In sum, Defendant’s demurrer to the second cause of action is sustainable. The only question remaining is whether leave to amend should be granted. When sustaining a demurrer, a court may deny leave to amend if the plaintiff does not demonstrate any reasonable possibility of curing the defect in the pleading through amendment. (Goodman v. Kennedy (1976) 18 Cal.3d 335, 349.) Here, Plaintiff does not articulate how she could amend the pleading to state a viable claim if given another opportunity to do so.

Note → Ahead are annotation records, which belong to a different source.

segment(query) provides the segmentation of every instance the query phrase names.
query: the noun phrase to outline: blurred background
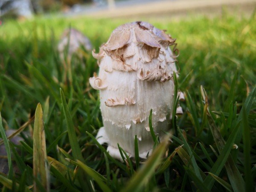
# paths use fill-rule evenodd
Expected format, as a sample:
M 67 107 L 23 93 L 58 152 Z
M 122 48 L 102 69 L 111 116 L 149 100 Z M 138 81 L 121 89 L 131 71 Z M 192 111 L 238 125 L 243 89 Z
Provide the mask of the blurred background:
M 186 16 L 188 13 L 215 15 L 226 10 L 247 15 L 255 0 L 0 0 L 2 19 L 31 18 L 35 15 L 124 17 L 138 15 Z

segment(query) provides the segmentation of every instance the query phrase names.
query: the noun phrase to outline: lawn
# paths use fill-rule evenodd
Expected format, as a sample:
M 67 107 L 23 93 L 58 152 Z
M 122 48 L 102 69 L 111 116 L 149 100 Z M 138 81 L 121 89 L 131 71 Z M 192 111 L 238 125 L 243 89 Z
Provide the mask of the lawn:
M 0 158 L 10 168 L 0 173 L 3 191 L 255 190 L 256 15 L 143 20 L 177 39 L 175 85 L 185 93 L 184 113 L 173 119 L 172 142 L 156 140 L 146 161 L 124 155 L 122 161 L 94 137 L 103 126 L 98 93 L 88 81 L 98 70 L 96 60 L 84 50 L 66 74 L 56 45 L 71 26 L 98 52 L 115 28 L 133 20 L 49 16 L 3 22 L 0 131 L 7 155 Z M 18 130 L 20 145 L 8 142 L 8 129 Z

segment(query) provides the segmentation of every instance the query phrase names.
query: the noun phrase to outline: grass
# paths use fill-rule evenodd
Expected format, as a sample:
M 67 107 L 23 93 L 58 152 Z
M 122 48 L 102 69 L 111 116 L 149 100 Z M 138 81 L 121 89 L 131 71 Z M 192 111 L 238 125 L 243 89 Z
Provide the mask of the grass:
M 158 143 L 151 133 L 155 150 L 143 163 L 121 148 L 123 161 L 114 159 L 95 139 L 102 126 L 98 94 L 88 82 L 98 70 L 96 60 L 90 53 L 82 61 L 73 58 L 66 74 L 56 51 L 70 26 L 97 50 L 113 29 L 131 19 L 3 22 L 0 131 L 11 169 L 0 174 L 3 191 L 255 190 L 256 16 L 144 20 L 177 39 L 175 92 L 186 93 L 186 101 L 180 103 L 184 113 L 173 117 L 172 142 Z M 20 145 L 5 135 L 10 128 L 23 137 Z

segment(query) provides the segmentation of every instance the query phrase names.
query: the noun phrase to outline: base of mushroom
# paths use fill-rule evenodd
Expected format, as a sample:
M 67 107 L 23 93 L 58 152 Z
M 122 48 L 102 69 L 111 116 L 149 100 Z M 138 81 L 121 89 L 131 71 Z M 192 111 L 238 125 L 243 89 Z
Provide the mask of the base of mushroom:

Accordingly, Defendant’s demurrer to the second cause of action on the ground of failure to state sufficient facts is SUSTAINED WITHOUT LEAVE TO AMEND.

C. Motion to Strike Prayer for Attorney’s Fees and Costs

Defendant moves to strike Plaintiff’s prayer for attorney’s fees and costs relative to the first cause of action on the basis the TAC alleges no contractual or statutory basis for such fees. Plaintiff “concedes that there is no appropriate contract, statute, or rule on which attorney fees can be successfully requested for Plaintiff’s 1st cause of action.” (Opp. at p. 3:16-17.)

As such, the unopposed motion to strike the prayer for attorney’s fees and costs relative to the first cause of action is GRANTED WITHOUT LEAVE TO AMEND.